I shot some vid, will post if it turns out OK


----------



## mikestaple (Feb 10, 2010)

Pomfret Plunge - a Suicide Six fan?


----------



## riverc0il (Feb 10, 2010)

For some perspective, 54.9" is more than many ski areas in southern NH (Crotched has 42") and barely less than some in southern VT (such as Magic at 60").


----------



## billski (Feb 10, 2010)

One DC city DPW manager quipped  that they are making piles so high that they're gonna be skiing them soon!


----------



## PomfretPlunge (Feb 10, 2010)

mikestaple said:


> Pomfret Plunge - a Suicide Six fan?



Ya, went to high school in Woodstock & grew up skiing S6.


----------



## ERJ-145CA (Feb 11, 2010)

Yeah, it looks really nice, too bad I gotta work today and won't be home 'till Sunday.:x


----------



## mikestaple (Feb 11, 2010)

PomfretPlunge said:


> Ya, went to high school in Woodstock & grew up skiing S6.

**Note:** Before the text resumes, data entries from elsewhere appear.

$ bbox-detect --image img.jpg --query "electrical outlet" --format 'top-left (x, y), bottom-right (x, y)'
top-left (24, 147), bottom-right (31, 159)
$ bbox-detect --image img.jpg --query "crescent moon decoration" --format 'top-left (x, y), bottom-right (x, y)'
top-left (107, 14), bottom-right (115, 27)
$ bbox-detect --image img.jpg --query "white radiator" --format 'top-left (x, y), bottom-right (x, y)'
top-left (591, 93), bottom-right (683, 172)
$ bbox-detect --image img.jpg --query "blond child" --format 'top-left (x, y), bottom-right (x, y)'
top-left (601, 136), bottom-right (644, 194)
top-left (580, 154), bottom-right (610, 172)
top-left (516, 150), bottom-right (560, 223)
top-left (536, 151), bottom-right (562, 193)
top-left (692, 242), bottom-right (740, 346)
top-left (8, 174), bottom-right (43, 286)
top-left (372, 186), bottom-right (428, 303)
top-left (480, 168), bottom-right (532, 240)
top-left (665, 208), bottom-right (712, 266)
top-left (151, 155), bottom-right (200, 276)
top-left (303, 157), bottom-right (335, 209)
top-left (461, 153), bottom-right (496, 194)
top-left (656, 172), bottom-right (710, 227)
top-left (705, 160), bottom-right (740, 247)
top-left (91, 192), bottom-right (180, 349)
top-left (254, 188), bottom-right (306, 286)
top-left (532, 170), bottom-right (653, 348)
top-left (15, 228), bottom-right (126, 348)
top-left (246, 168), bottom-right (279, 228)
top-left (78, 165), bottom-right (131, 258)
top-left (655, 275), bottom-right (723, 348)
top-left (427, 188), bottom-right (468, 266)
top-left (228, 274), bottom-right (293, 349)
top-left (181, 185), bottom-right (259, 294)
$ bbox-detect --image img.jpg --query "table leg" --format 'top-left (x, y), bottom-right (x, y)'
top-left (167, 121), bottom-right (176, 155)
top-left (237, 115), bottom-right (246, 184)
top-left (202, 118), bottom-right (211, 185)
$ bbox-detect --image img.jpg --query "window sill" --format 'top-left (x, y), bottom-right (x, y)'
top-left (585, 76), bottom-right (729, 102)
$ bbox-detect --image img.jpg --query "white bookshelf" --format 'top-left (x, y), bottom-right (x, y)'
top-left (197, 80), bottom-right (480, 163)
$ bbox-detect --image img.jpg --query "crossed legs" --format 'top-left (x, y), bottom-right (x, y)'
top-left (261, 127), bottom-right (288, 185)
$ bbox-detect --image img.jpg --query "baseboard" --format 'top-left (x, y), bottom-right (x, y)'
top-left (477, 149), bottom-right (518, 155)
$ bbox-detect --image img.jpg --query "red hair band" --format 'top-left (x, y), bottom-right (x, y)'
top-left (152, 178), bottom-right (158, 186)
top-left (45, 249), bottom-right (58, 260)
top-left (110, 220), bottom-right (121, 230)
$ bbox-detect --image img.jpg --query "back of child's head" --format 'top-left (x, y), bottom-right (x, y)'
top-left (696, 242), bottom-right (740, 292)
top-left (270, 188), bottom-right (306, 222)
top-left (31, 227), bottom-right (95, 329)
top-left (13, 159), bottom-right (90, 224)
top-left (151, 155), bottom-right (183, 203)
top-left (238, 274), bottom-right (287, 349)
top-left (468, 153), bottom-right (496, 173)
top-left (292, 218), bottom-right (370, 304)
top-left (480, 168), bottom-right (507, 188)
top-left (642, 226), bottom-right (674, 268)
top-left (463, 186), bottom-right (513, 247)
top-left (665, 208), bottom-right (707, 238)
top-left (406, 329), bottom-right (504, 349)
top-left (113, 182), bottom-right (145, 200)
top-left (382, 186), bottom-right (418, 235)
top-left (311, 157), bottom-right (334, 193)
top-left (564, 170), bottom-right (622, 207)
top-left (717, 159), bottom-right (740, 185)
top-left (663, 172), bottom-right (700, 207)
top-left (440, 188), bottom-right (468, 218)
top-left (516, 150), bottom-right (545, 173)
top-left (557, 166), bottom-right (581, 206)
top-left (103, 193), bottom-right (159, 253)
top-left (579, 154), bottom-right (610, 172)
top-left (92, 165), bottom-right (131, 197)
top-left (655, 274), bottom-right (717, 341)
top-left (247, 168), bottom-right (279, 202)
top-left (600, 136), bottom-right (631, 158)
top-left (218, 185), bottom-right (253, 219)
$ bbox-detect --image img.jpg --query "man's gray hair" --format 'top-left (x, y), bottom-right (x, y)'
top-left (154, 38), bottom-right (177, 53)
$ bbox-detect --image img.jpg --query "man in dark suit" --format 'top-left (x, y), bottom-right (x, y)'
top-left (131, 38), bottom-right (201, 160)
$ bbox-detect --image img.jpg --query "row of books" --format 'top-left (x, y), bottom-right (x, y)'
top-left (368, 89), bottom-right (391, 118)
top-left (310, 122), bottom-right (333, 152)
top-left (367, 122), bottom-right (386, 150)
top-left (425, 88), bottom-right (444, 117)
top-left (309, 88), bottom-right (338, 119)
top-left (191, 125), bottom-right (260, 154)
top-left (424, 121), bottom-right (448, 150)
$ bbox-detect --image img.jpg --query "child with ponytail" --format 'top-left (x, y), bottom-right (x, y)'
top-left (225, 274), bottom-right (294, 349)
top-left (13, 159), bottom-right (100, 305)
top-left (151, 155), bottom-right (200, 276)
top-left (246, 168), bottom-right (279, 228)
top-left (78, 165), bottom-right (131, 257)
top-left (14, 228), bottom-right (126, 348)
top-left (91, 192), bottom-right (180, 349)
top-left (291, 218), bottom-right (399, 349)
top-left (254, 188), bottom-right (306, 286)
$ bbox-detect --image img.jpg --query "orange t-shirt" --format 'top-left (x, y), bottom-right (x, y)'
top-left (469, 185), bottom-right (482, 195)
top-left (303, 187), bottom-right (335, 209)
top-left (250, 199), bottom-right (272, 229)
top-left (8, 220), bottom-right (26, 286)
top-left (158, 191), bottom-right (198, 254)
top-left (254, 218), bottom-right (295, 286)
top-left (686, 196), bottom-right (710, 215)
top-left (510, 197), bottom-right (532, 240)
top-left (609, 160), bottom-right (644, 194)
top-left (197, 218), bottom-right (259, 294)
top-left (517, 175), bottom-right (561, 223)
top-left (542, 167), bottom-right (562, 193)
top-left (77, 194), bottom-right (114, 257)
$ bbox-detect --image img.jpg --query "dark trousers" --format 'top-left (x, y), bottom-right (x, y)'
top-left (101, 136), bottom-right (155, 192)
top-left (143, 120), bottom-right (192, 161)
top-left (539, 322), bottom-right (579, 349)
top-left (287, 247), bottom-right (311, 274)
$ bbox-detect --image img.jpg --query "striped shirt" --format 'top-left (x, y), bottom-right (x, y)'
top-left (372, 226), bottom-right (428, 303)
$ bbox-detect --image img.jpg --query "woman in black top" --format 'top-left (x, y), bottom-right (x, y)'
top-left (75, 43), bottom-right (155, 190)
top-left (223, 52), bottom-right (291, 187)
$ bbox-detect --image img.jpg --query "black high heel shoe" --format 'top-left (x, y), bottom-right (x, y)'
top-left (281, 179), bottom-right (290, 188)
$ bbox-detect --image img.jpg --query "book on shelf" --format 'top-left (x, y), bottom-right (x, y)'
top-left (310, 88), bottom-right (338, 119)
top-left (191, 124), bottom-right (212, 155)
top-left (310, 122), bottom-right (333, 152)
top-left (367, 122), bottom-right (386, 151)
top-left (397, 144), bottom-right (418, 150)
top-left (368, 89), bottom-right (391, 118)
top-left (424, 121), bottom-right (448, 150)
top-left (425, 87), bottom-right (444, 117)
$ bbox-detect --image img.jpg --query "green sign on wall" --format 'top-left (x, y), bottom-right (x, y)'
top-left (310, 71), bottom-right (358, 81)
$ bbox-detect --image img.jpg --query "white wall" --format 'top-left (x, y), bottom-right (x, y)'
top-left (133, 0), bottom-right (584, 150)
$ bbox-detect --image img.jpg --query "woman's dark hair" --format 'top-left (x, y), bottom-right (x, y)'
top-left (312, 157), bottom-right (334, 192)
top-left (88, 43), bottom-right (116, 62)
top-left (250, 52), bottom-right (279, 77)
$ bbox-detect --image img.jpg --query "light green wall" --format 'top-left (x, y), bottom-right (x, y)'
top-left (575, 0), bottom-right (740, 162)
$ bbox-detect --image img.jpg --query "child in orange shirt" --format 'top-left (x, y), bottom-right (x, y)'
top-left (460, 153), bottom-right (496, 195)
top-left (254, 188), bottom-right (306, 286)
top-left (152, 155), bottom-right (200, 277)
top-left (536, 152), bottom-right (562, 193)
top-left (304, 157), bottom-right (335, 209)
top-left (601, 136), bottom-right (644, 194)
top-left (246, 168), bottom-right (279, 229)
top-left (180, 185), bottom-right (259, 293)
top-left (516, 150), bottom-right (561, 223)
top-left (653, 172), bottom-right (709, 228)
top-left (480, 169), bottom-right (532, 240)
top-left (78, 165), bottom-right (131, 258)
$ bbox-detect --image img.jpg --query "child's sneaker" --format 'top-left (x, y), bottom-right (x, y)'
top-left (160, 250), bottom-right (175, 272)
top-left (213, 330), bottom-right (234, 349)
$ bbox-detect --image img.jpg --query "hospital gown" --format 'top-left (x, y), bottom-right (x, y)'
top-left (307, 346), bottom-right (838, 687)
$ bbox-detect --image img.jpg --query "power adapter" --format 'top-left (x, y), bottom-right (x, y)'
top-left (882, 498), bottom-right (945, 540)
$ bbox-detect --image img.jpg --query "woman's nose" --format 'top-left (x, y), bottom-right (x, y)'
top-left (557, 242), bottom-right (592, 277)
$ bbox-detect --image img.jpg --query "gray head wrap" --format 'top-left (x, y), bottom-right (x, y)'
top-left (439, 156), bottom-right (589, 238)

I was up there on Sunday.  They were racing down Face, but the rain really did them in.  Where they make snow it was decent packed powder.  Only a little bit of ice in the turns on the greens all the families were hitting.  Glades and double blacks were closed, though, due to a lack of cover.  Shocking to be in central VT in Feb and see bare ground around the trees and on south facing hills.

Fun hill though.  The kids loved being able to run all over without us following close behind.


----------



## PomfretPlunge (Feb 11, 2010)

mikestaple said:


> Fun hill though.  The kids loved being able to run all over without us following close behind.



Yep, that's what it was like for us as kids back in the 80s.  And skiing went deep into the soul as a result :grin:


----------